Part of the reason for that surprising comparison is the likely amount of debt that a student can accumulate. The US Department of Education reported that average debt held by student borrowers at the end of graduation has exceeded $25,000 for the first time. Not many people manage to carry more than $20,000 in credit card debt.
The life cycle proposition for a person graduating with this much debt is daunting and it extends across many common events in an adult life. Certainly having this much debt will crimp any hopes of qualifying for a mortgage loan. More college-educated people, a group that constitutes a sizable portion of prospective home buyers, are going to rent for a longer period of time and buy less house when they finally do make it to home ownership.
How are people doing with all of that debt? Not well. Almost one in ten borrowers defaults within the first year after they leave school. Simple statistics would say that college graduates are impervious to unemployment. Yet those numbers ignore people leaving the workforce. People with part-time jobs count as unemployed on common BLS measures. Moreover, how many baristas and dog walkers have college degrees?
No one made the folks over at the local Occupy Wall Street scene borrow all that money. Perhaps some of them should wear a little less patchouli. Nonetheless, they have re-ignited the issue of student debt even as though no air has cleared from the crisis of mortgage debt.
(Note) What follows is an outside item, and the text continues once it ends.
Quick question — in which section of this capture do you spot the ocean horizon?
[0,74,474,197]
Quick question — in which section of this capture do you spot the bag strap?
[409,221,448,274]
Today, the University of North Carolina-Chapel Hill floated a proposal to increase in-state tuition by forty percent. My friend with the doctorate is teaching one adjunct class per semester. Last time I went to Starbuck’s, my barista had a college degree. It was the same story with the cashier at Kinko’s – and she went so far as to say that she should never attended the University of Toledo.



Caitlin
November 6, 2011
As a recent college graduate, and a current bartender, I can totally relate to this post. I was one of the lucky ones whose parent’s were a big help, and I left undergrad without student debt. However, these days a bachelors degree is almost as useless in most cases. The funds have run out, and grad school seems to be the best choice for the immediate future. The thought of such daunting debt is most definitely scary though. I feel like students today either have to choose between no education or extreme debt. What is the best choice? Further schooling does not necessarily garuntee you a high sallary. It almost seems to be a lose-lose situation. So what should be done?
Garrett
November 9, 2011
I too do not have a student loan. Many of my co-workers in the health care industry do though. It seems to me that this particular loan is the last to pay off on their priority list. The small interest percentage is a lulling complacency. Adds up over time, but is easily rationalized away.